Feature 1: Consumables
CONSUMABLES : PCR MIX, buffer, control DNA (positive/negative) SYBR Green Solution, Primer, glass slides, pre-labeled breakable plastic tubes, pipet tips.
Our consumables will consist of the items listed above. We have chosen to add the regents to the kit because they are crucial for experiments. The kit will be broken up into two sections the first section containing necessary regents such as the PCR mix, buffer, positive/negative control DNA, SYBR Green Solution, and Primer. We have included the pipet tips in the kit to minimize the chance of contamination. Lastly, and most importantly our group struggled with labeling and keeping tracks of the small tubes with the samples in it so with this being said, we have decided to include pre-labeled breakable tubes so they are easy to read and keep track of in order to come up with accurate and precise results.

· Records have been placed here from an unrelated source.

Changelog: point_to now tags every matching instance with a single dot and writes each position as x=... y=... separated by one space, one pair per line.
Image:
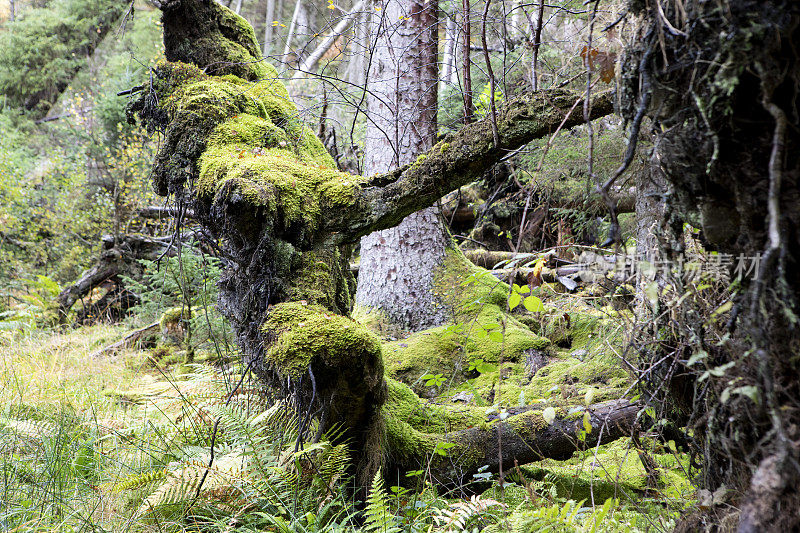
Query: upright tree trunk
x=292 y=26
x=268 y=26
x=397 y=265
x=448 y=60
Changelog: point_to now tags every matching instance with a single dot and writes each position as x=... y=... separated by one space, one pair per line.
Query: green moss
x=305 y=333
x=247 y=139
x=173 y=315
x=477 y=300
x=321 y=278
x=614 y=471
x=414 y=428
x=512 y=495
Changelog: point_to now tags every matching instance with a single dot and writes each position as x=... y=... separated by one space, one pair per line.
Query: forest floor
x=120 y=443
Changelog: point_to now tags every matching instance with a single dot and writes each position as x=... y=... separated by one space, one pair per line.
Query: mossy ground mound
x=578 y=346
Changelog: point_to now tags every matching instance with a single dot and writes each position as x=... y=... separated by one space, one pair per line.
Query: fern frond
x=457 y=516
x=139 y=480
x=379 y=517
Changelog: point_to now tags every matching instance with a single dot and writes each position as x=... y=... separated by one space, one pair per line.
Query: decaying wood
x=529 y=442
x=268 y=263
x=128 y=340
x=119 y=257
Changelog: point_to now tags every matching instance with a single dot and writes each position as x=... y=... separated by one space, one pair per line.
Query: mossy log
x=519 y=439
x=119 y=257
x=236 y=152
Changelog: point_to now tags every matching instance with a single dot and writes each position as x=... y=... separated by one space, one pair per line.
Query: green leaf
x=590 y=392
x=514 y=300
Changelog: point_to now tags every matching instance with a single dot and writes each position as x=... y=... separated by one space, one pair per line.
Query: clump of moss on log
x=231 y=137
x=477 y=302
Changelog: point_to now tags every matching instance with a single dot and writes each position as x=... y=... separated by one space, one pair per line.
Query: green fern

Feature 2: Hardware - PCR Machine & Fluorimeter
Fluroimeter System: The fluorimeter device is a necessary component of the PCR machine designed to measure the intensity of light. In this experiment the fluorimeter device was setup to first obtain a calibration of the data and to obtain the intensity of the SYBR Green. However, in this experiment the fluorimeter was setup by using a smartphone and a stand to take pictures. Such setup made the analyzation of data become very inefficient. It was observed that after each picture the phone/camera would shift from position and it would be necessary to readjust the position. After obtaining the necessary pictures each individual picture had to be analyzed on ImageJ, this proved to be a very lengthy process.
To address such concern our PCR machine is designed with a built in camera, on board computer, touch screen, and connectivity. The built in camera provides our PCR machine the ability to obtain reliable results by ensuring the position of the camera stays the same. The on board computer is designed to be able to analyze the readings on the device itself in a fast and efficient manner. The touch screen allows the user to customize the settings and determine what color the onboard computer should be analyzing. This also allows the user to provide a calibration system and set the values as a standard to determine if DNA samples test positive for a disease. The connectivity feature allows the user to export the data to Excel and statistically study the data in more ways, if desired. Such features would enhance our branding and positioning. These features would make a connection with lab technicians and various clinics in the world that our Brand designs products that are very reliable, efficient, and effective. These features would also set our device apart from those in the market due to its revolutionizing new design which positions our PCR machine as superior than others.